The terms "big-data" and "digital transformation" are becoming a staple on the earnings calls of technology companies. There are a myriad of software tools that claim to possess the ability to integrate with other systems horizontally across an organization, synthesize loads of unstructured data, and use complex algorithms to derive actionable insights.

One such company is the ultra-secretive Palantir (PLTR -1.84%). Palantir was founded nearly two decades ago but has only been trading publicly since the end of 2020. Over the last couple of years, the company's CEO, Alex Karp, has certainly brought Palantir's name into more headlines.

While Palantir was historically known as a government contractor, the software giant has done an impressive job expanding into the private sector. Palantir's fourth-quarter 2022 earnings report contained several positive surprises, and now may be an opportune time to add its stock to your portfolio.

Palantir's growth story is intact

For the quarter and year ended Dec. 31, Palantir reported $509 million and $1.9 billion in revenue, respectively. These figures represented 18% and 24% year-over-year growth. Although these growth rates are impressive, it should be noted that Palantir missed its 30% annual growth target, which Karp has reiterated in the past on several occasions.

Despite the miss in its 30% top-line growth target, investors should not discount Palantir's accomplishments during 2022. Over the last several months, investors have heard top executives from Microsoft, Alphabet, and Amazon, among other Big Tech cohorts, all explain in detail that there are short-term cyclical challenges in the marketplace due to tightening corporate budgets, inflation, and fears of recession.

For this reason, many of these companies have resorted to layoffs in an effort preserve capital runway. It should be noted that following the earnings call, Palantir had its own layoffs, reducing headcount by approximately 2%. 

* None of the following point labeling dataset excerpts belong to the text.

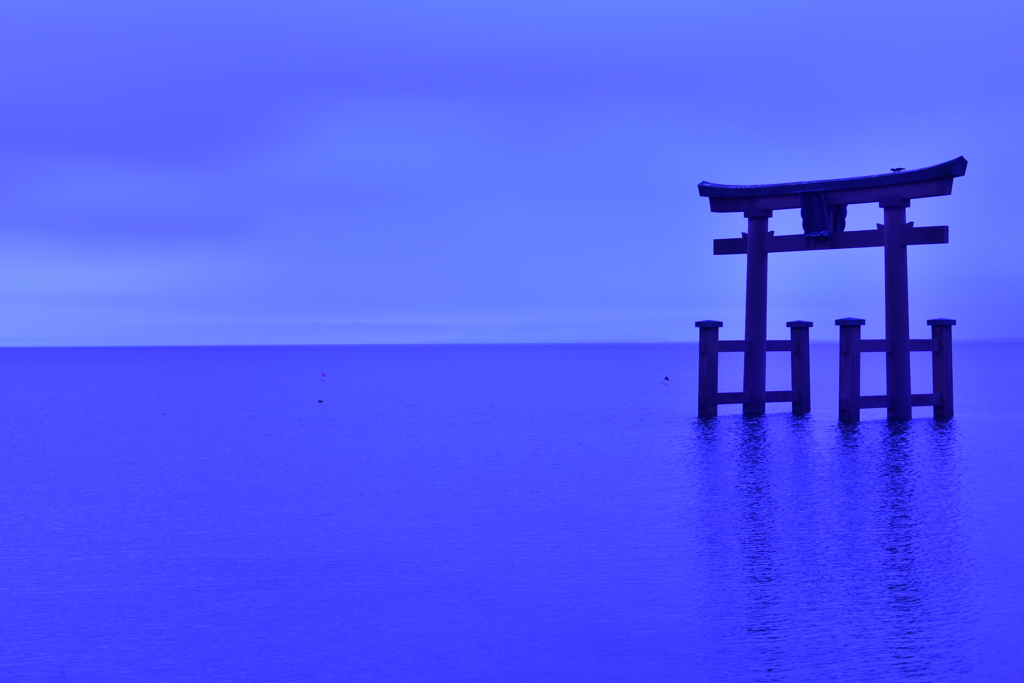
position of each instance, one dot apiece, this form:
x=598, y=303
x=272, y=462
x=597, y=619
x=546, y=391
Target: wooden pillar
x=897, y=311
x=942, y=366
x=756, y=328
x=800, y=365
x=849, y=369
x=708, y=374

While layoffs are unfortunate, Palantir's earnings report contained one metric in particular that should have investors really excited. For the first time in company history, Palantir reported positive net income according to generally accepted accounting principles (GAAP). For the quarter ended Dec. 31, net income was $31 million, which equated to $0.01 earnings per share (EPS).

Perhaps even more exciting is that management is expecting positive net income for the entire 2023 calendar year, per the earnings report. 

It keeps getting better

Since Palantir's public debut, Wall Street skeptics have generally expressed concerns about it due to two factors: the company's reliance on large, lumpy government contracts, as well as high stock-based compensation packages.

Per the company's Q4 investor presentation, Palantir illustrated that while its U.S. government revenue grew 22% in 2022, its U.S. commercial revenue grew a whopping 67% to $335 million. Furthermore, total commercial revenue grew 29% to $834 million during 2022. By contrast, total revenue grew 19% annually to $1.1 billion. Investors can see that Palantir's private sector business is quickly approaching the same size of its legacy government segment in terms of absolute dollars.

In addition to the fast-growing commercial business, Palantir's stock-based compensation is also beginning to trend in the right direction. For the year ended Dec. 31, Palantir's total stock-based compensation was $565 million, compared to $778 million in 2021. When referencing stock-based compensation during the earnings call, CFO Dave Glazer stated:

This is a testament to our disciplined spending amid the macro uncertainty, as well as the normalization of our stock-based compensation expense overhang since becoming a public company. Stock-based compensation expense was down 38 million in the fourth quarter compared to the year-ago period and down 213 million compared to the year-ago period. As we look ahead to 2023, we will continue to exercise spend discipline across the company, pace hiring, while continuing to invest in high-priority areas, including in our product offerings, building out our go-to-market strategy, and technical roles.

Valuation is key

As of the time of this writing, Palantir has a market capitalization of $17 billion and trades at 8 times its trailing-12-month sales (P/S). Interestingly, the company's stock price has barely moved over the last six months. 

Despite its original 30% top-line growth rate being at risk, Palantir investors should be encouraged by the company's expense discipline and its ability to generate a profit during times of slowing economic growth. It is certainly possible that Palantir's long-term revenue growth rate may average out to 30% in the following years, but investors should normalize their expectations for 2023 in particular.

Even so, consistent profitability coupled with a fast-growing commercial business should not be discounted. For current shareholders, now is an opportune time to lower your cost basis. Moreover, for long-term investors, Palantir's current valuation is almost too good to pass up given the company's bullish outlook.